A man has been arrested for selling 'worthless' cryptocurrency to unsuspecting investors, said City of London Police.

Officers swooped on the man in an early morning raid on Friday (11 August) at his London home, later charging him with conspiracy to defraud and money laundering.

Police say they have broken up a 'boiler room' scam, made up of teams of salespeople based in the City's Old Broad Street, who use high-pressure methods to convince investors to buy "a cryptocurrency which does not exist and is therefore worthless".

Officers say so far they have received nine complaints about these cryptocurrency traders, reporting losses of around £160,000.

City of London Police detective inspector Mark Forster said: "Investment fraudsters are still targeting people throughout the country and they employ aggressive sales tactics which are often used to pressurise unsuspecting victims into parting with large sums of money.

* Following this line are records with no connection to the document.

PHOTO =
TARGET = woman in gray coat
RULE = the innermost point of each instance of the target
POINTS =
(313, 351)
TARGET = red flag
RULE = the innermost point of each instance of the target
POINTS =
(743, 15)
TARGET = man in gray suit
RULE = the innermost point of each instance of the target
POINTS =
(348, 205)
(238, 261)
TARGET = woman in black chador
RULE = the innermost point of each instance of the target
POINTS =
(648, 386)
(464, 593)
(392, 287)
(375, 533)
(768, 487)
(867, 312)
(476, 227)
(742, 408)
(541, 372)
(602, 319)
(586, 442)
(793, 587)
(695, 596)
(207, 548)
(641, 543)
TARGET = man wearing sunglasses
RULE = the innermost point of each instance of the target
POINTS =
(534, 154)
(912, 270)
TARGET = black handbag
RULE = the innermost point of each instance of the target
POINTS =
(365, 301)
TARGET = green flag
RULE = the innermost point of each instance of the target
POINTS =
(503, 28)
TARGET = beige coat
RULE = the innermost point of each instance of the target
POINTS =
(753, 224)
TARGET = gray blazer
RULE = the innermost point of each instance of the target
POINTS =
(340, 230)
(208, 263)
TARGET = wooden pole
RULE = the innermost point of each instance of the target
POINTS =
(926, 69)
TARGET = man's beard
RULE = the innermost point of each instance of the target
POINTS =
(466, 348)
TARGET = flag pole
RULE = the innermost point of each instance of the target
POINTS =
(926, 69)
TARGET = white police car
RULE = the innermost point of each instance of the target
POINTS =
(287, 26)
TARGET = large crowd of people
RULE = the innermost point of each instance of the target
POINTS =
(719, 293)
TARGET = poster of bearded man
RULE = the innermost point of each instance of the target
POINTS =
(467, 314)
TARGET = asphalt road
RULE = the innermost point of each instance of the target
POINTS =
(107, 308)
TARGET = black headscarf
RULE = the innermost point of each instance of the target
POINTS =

"These people often base themselves in the City as they believe having an address in a prestigious financial district will help to legitimise their fraud."

Cryptocurrency is the term for emerging digital currencies, such as Bitcoin or Ethereum, designed to be secure and anonymous form of money, free of government interference and bank charges.

Since Bitcoin, the first cryptocurrency was invented in 2009, there are now more than 900 digital currencies available on the internet.

City of London
City of London Police have arrested a man for selling 'worthless' cryptocurrency to investors iStock

This form of cash appeals to some traders as an investment since there are limited numbers of 'coins', which vary wildly in value.

For instance in March, the value of a Bitcoin, at $1,268, topped the price of an ounce of gold, $1,233, for the first time.

It has been a brisk start to the month for City police tracking unusual investments.

Last week officers arrested three men suspected of running a 'boiler room' scam trading high-end wine from Fleet Street in the City, which promised investor returns ranging between 8% and 40%.

Police said they have received 39 complaints so far, reporting losses of just over £1m.